RP-LC was performed with a home-made column packed with 3 mg C18 (Agela; 3 μm, 150 Å, lot: DC932N2305) in 200 μl pipette tips (Axygen). Thirty micrograms of peptide samples dissolved in 100 μl buffer A were loaded and nine step gradient fractions (6, 9, 12, 15, 18, 21, 25, 30, and 35% ACN in buffer A) were collected. The nine step eluted gradients were mixed into six fractions: (6+25)%, (9+30)%, (15+35)%, 15%, 18%, and 21% and were dried and stored at −20°C until MS analysis on QE. For SDS-PAGE separation, LDPs prepared from three mouse livers (20 μg protein of each group) were separated by 12% SDS-PAGE. Each lane was cut into 12 slices for in-gel digestion (45). Protein quantification was done with a label-free intensity-based absolute quantification approach (44), and total protein normalization was done with a fraction of total (iFOT), which was then multiplied by 105 to obtain iFOT5 for easy visualization.

Statistics analysis

Data were evaluated using GraphPad Prism (GraphPad Software, La Jolla, CA). Statistical analyses for differences between two experimental conditions were performed with unpaired Student’s (two-tailed) t-test; analyses for multiple group comparisons were performed with the one-way ANOVA method. Statistical significance was set at P < 0.05.

RESULTS

Establishment of a HFD-induced fatty liver model

To establish a fatty liver model, C57BL/6 mice were fed with HFD. After 18 weeks, the whole body and major lipid metabolic organs/tissues, such as liver, white adipose tissue, and brown adipose tissue, were markedly enlarged ().

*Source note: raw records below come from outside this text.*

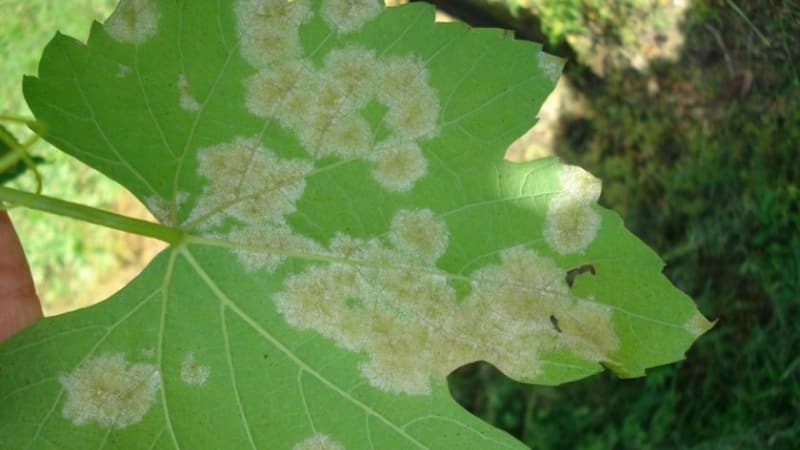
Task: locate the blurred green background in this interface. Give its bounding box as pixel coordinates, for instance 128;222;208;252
0;0;800;449
0;0;161;315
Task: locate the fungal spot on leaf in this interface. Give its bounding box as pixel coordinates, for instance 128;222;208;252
370;141;428;192
58;353;161;429
181;352;211;386
566;264;597;287
378;55;430;106
384;87;439;139
683;311;716;337
292;433;345;450
318;114;372;158
105;0;159;44
236;0;311;67
321;0;383;33
389;209;447;263
189;137;313;227
177;74;200;112
544;166;602;255
558;166;602;203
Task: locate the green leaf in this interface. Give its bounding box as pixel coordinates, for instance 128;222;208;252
0;125;44;185
0;0;709;449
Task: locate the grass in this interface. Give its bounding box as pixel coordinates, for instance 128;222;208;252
0;0;162;315
0;0;800;450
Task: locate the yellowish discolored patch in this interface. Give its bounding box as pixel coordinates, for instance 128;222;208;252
105;0;159;44
370;141;428;192
558;166;602;203
378;55;430;106
188;137;313;226
544;196;602;255
181;352;211;386
274;210;618;395
245;60;314;120
225;222;320;272
539;52;564;84
58;353;161;429
235;0;311;67
544;166;602;255
317;114;372;158
321;0;383;33
117;64;133;79
325;45;380;109
389;209;448;263
177;74;200;112
292;433;345;450
683;311;716;337
384;88;439;140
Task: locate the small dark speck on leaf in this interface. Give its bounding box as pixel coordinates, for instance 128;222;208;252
567;264;597;287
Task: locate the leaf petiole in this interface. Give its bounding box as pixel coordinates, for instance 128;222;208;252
0;187;184;244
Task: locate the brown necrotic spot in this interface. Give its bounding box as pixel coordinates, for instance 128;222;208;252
566;264;597;287
235;0;310;67
322;0;383;33
292;433;345;450
370;141;428;192
189;137;313;229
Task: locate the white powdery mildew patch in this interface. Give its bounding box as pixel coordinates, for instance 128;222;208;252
539;53;564;84
144;192;189;226
58;353;161;429
464;247;619;380
181;352;211;386
105;0;159;44
117;64;133;78
235;0;440;192
188;137;313;228
225;222;321;272
292;433;345;450
370;141;428;192
389;209;448;263
235;0;311;67
177;74;200;112
683;311;714;337
544;166;602;255
321;0;383;33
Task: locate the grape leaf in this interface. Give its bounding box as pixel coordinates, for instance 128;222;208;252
0;0;710;450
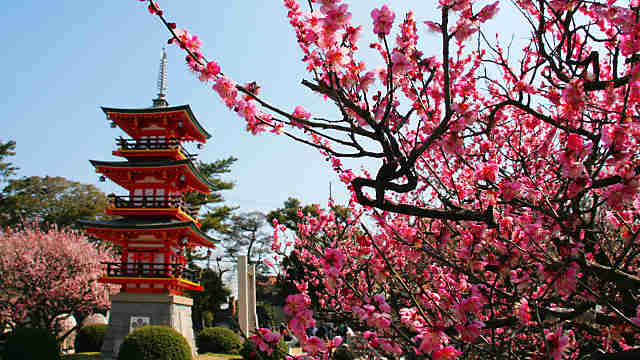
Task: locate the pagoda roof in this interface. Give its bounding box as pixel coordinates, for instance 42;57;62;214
77;218;219;248
89;159;214;193
100;105;211;142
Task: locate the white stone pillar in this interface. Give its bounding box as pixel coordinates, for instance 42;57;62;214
238;255;251;336
247;264;259;332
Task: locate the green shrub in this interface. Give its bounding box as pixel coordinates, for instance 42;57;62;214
240;337;289;360
75;324;108;352
333;345;356;360
118;325;192;360
196;327;241;354
2;328;60;360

Liver index (liver/body weight ratio) and alanine aminotransferase (ALT) of the HFD group were significantly higher than regular chow (RC)-fed controls (Fig. 1B, C). Liver tissues stained with H&E and ORO showed extensive fat droplet accumulation in the HFD group (Fig. 1D). To evaluate the purity of isolated LDs, we quantified markers that are specific for intracellular organelles, such as mitochondria, endoplasmic reticulum (ER), cytosol, and nucleus in the isolated LDs by using parallel reaction monitoring (28). The level of LD marker, Plin2, was enriched in isolated LDs by over 70-fold, while levels of mitochondria, ER, cytosol, and nucleus markers were significantly reduced compared with whole liver profiling (Fig. 1E, F; supplemental Table S1), indicating a good purity of the LD preparation.

Fig. 1.

Construction of a fatty liver mouse model induced by HFD. A: Whole body and organ weight with RC and HFD. B: Ratio of liver weight to whole body weight of C57BL/6 mice fed with RC and HFD. C: Serum ALT level. Data are mean ± SD from three mice, n = 5. A two-tailed Student’s t-test was performed (*P < 0.05). D: H&E (HE) and ORO staining reveals severe hepatosteatosis and mild liver injury in the mice fed with HFD for 18 weeks (scale bars, 50 μm). E: Enrichment factors of specific proteins to LDs (Plin2, Plin3, and Cideb), nucleus (Dhx9), ER (Pdia4 and calreticulin), mitochondria (Ndufv3 and Cyc1), and cytosol (Eif3h) analyzed by using parallel reaction monitoring. Data are mean ± SD from at least three transitions. F: Streamlined workflow of 4-Plex iTRAQ approach for quantitative profiling of liver global and LD proteome in fatty liver and RC fed mice (114, global control liver; 115, global fatty liver; 116, LD control liver; 117, LD fatty liver).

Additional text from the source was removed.